Eggleston works with about forty small family farmers including Adam Musick, whose gorgeous farm the chefs visited in the story—and that happy cover-girl sow is his. Eggleston works with about forty small family farmers including Adam Musick, whose gorgeous farm the chefs visited in the story—that happy cover-girl sow is his. Here Winnie Yang, who went on the trip and penned the piece, tells us all about Musick and his farm:
The 30-something Musick has long, shaggy blond hair, blue eyes, and easy smile; it’s easy to imagine him in his former role as frontman for the rock-and-roll outfit Southern Bitch. But he and his wife Wendy tired of touring and left the band and Athens, Georgia, to take over his maternal grandparents’ old cattle farm, and for a little more than a year they’ve been part of EcoFriendly’s network. Musick still plans to return the family farm to beef production, but Eggleston persuaded him to start with pigs—they require a smaller investment and bring returns sooner. Eggleston owns all the animals on the farm, Musick told our reporter, explaining “I’m providing the environment, the management and the feed handling.” He and EcoFriendly have separate agreements for each of three groups: farrowers (sows producing litters), growers (raising the piglets), and finishers (hogs on their way to the slaughterhouse, which in the last year have come from other farms).
Musick was eager to show off the fencing encircling 12 of his 80 acres of woods: hog heaven. The pigs roam the woods to root through leaves and dine on black walnuts, hickory nuts, acorns, rhizomes, wild onions and garlic, herbs and roots, hopefully to pack another 100 pounds onto their 200-plus frames within a few weeks.

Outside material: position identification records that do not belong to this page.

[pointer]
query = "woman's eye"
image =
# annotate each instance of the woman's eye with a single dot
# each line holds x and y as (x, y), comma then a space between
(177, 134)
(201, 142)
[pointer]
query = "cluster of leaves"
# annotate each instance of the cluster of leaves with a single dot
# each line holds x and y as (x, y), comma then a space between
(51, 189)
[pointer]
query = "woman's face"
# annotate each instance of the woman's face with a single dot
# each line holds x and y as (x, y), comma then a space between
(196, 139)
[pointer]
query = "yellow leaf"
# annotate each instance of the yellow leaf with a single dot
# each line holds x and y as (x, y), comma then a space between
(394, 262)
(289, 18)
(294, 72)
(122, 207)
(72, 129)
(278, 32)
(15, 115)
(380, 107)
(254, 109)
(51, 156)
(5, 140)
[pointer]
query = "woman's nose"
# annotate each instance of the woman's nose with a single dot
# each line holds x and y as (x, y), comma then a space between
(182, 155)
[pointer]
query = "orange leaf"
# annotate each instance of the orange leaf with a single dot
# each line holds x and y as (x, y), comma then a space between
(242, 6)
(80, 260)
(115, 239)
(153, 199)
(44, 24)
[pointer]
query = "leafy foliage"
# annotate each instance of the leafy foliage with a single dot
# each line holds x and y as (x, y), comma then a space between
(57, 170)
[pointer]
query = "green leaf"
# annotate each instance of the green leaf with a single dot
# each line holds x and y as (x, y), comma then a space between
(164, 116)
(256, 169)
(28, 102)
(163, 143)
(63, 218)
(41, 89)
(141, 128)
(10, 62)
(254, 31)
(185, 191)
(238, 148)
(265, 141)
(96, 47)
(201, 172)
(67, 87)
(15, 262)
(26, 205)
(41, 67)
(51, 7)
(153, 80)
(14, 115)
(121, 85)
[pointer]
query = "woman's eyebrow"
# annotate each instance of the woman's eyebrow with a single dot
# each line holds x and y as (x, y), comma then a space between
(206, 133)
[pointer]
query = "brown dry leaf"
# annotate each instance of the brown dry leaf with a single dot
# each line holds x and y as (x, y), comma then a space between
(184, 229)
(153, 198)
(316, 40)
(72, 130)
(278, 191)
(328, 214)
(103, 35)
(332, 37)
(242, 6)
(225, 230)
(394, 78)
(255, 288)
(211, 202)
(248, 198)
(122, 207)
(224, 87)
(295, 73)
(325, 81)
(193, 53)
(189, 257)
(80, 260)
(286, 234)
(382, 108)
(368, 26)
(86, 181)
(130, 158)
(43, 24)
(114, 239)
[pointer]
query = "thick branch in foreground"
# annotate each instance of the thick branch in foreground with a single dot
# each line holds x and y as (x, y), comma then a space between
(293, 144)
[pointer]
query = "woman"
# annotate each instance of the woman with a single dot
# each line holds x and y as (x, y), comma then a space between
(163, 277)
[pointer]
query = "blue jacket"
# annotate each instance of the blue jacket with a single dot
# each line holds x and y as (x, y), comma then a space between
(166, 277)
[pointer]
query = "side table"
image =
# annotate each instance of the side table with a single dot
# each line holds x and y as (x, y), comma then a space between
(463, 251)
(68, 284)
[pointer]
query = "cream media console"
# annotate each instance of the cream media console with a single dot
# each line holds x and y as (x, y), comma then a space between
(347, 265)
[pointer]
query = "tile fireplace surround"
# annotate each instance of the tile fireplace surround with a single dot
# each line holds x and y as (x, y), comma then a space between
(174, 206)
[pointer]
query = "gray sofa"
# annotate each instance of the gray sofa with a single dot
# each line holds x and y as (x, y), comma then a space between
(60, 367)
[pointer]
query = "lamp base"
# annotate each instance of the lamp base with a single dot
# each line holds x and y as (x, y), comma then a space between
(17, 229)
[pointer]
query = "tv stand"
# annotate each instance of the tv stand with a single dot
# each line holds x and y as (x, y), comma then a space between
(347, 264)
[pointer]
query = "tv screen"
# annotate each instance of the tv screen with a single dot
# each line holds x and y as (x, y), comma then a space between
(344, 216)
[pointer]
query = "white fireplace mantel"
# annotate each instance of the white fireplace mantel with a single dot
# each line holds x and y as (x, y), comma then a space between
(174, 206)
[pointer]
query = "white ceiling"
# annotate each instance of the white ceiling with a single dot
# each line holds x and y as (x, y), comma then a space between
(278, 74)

A clearing on one side of the woods led down to fields of turnips, black-eyed peas, rye grass and rapeseed that Musick grows for the pigs. A few dozen piglets scampered amongst the trees and hid behind enormous, watchful sows, some camped out or nursing in the ample, portable shelters Musick built for them. The sows are the only pigs that stick around long enough to get proper names: Sassy, Bristles, and Melons—named for her striped watermelon-like appearance, she graces the issue’s table of contents.
Meyer listened intently as Musick described the life of the pigs Meyer would eventually cook in his kitchen. “It [lets me] appreciate what I do a bit more,” he wrote me later, “rather than just being another cog on a wheel.”